Depuis un certain moment, le Mali est devenu une poudrière en puissance, tellement son tissu social est miné par la misère, le chômage, l’exode rural et l’émigration, le corona virus et d’autres pandémies. Un peu partout, sur le territoire, des foyers de tension s’allument ou se réveillent, hypothéquant l’existence de tout un peuple.

La persistance de cette crise multidimensionnelle est le reflet d’un système de gouvernance qui a atteint ses limites. Vraisemblablement, la crise actuelle et le réveil des consciences sociales, visible dans la forte demande des populations (en démocratie, en mieux-être, en éducation, en sécurité, etc.) sont aussi les signes que la société malienne est en transition politique, sociale et culturelle.

Pour période de la transition, l’ensemble des acteurs étatiques et privés sont unanimes sur le fait qu’elle représente une opportunité unique de transformations institutionnelles, politiques et économiques au Mali.

Maîtriser ces transformations profondes, signifie élaborer un agenda précis et cohérent qui situerait un certain nombre de propositions, dans des domaines où des actions de refondation de l’Etat sont souhaitées.

Les propositions ci-dessous permettent d’esquisser des perspectives et, surtout, d’ouvrir le débat sur des pistes refondation de l’Etat afin d’assurer l’équilibre des pouvoirs, de rationaliser, de crédibiliser et de légitimer les institutions.

Il s’agit entre autres de :

L’adaptation de l’Etat à la réalité de notre société plurinationale. L’Etat plurinational doit permettre de prendre en compte la complexité de la société malienne, en reconnaissant que l’Etat du Mali est la somme de plusieurs nationalités sociologiques (unité dans la diversité).

Le constitutionnalisme inspiré des valeurs maliennes. La reconnaissance du statut des nationalités sociologiques conduit nécessairement à accepter l’idée de l’existence et de la légitimité de droits particuliers propres aux différentes nations sociologiques constitutives de l’Etat du Mali qui est plurinational. L’architecture institutionnelle (future révision constitutionnelle) d’un tel Etat devra alors être conçue pour offrir des lieux de génération et de légitimation du droit, selon que l’on traite des droits particuliers ou du droit général.

Légitimation des principes électoraux et de représentativité. Le principe du gouvernement de la majorité doit être maintenu, moyennant des aménagements profonds du système de représentation. Il est nécessaire que dans les conseils communaux, échelle à laquelle sont gérées la plupart des affaires relevant des droits particuliers, le mode de dévolution du pouvoir permette l’expression des légitimités (traditionnelles et religieuses) propres aux différentes communautés.

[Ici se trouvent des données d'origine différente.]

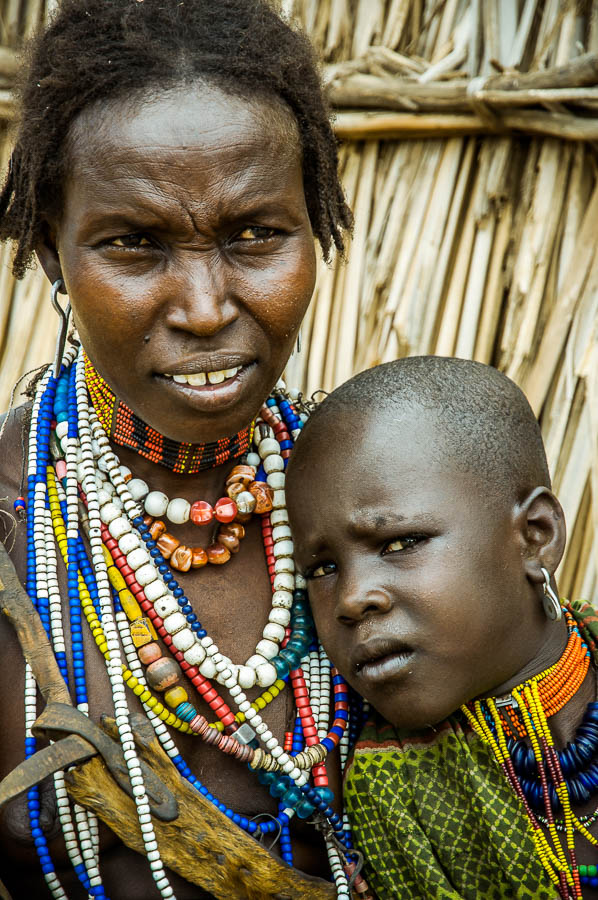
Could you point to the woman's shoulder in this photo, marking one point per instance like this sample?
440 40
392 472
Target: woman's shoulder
13 451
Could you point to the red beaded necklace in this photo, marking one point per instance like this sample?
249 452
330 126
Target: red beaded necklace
128 430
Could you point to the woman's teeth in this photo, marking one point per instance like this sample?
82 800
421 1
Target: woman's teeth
205 377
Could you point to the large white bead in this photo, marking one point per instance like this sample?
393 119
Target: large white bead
273 464
165 606
280 532
283 548
138 488
195 655
119 526
268 446
276 480
155 590
282 599
178 511
183 640
284 582
246 677
279 517
280 616
156 503
245 502
109 512
273 632
145 575
137 558
267 649
174 622
266 675
207 668
129 542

La prise en compte des autorités traditionnelles et religieuses dans la gestion des affaires publiques. Les autorités traditionnelles et religieuses gardent une grande influence, surtout dans les campagnes. Le dialogue entre cette légitimité traditionnelle et les modalités nouvelles d’organisation locale, exige une reconnaissance mutuelle.

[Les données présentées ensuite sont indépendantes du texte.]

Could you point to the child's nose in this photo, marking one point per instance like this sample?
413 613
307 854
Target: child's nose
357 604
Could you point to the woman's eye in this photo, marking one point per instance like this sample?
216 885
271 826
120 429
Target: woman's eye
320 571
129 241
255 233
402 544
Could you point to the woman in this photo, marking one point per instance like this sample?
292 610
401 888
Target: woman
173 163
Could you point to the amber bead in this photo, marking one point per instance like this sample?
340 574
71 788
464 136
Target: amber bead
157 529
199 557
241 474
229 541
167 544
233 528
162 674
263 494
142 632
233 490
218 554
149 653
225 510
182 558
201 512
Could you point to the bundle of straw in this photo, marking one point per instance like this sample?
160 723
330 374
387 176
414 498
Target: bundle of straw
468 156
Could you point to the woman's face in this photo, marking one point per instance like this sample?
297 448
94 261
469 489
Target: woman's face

La formation des alliances positives avec les « élites locales ». Les élites « locales » (qu’elles émanent de la coutume, de la religion ou simplement d’un pouvoir économique) constituent des relais de médiation et de mobilisation sociale, du fait de leur crédit moral ou de leur poids économique.

La lutte contre l’instrumentalisation des particularismes. La construction d’un Etat plurinational, par la reconnaissance de fait des différentes nations qui composent l’Etat, l’octroi à toutes ses composantes sociologiques des privilèges attachées au « droit de fondation », réduirait déjà considérablement la stigmatisation des consciences nationales et les nombreuses sources de conflits qui déstabilisent le Mali.

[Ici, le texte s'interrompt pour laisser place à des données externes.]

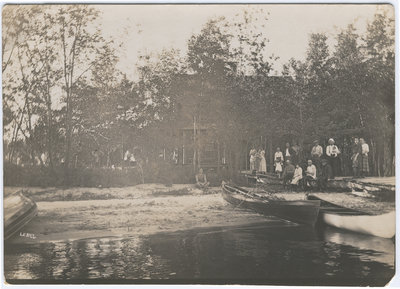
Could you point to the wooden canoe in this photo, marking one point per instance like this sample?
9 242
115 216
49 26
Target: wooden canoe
301 211
352 220
18 211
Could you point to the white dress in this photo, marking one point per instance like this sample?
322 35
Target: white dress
278 164
263 162
298 175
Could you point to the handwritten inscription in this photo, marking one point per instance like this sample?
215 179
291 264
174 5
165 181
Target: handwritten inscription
27 235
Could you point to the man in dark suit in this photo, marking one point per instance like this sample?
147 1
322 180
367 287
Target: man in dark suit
288 153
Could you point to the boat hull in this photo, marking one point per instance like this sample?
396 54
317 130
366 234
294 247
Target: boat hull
18 211
360 222
381 225
302 211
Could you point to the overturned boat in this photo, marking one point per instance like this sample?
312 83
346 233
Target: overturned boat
357 221
301 211
19 210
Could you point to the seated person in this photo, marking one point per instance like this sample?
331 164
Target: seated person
298 175
201 180
288 173
311 174
325 174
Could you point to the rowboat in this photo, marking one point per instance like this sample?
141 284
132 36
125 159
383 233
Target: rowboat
353 220
301 211
18 211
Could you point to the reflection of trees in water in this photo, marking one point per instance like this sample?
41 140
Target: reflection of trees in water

La promotion des langues nationales. La construction et la codification du « commun désir de vivre ensemble » doivent se faire dans les langues et dans les références culturelles que ces communautés comprennent.

La création d’espaces de cogestion. La rationalité de l’octroi du pouvoir privilégiant la nation sociologique sur le territoire, des espaces politiques de co-gestion peuvent alors être créées entre ces différentes communautés, réduisant la logique des « purifications ethniques ».

Par Idrissa Sanogo, Membre de l’Alliance pour Refonder la Gouvernance en Afrique – Médiation du Mali.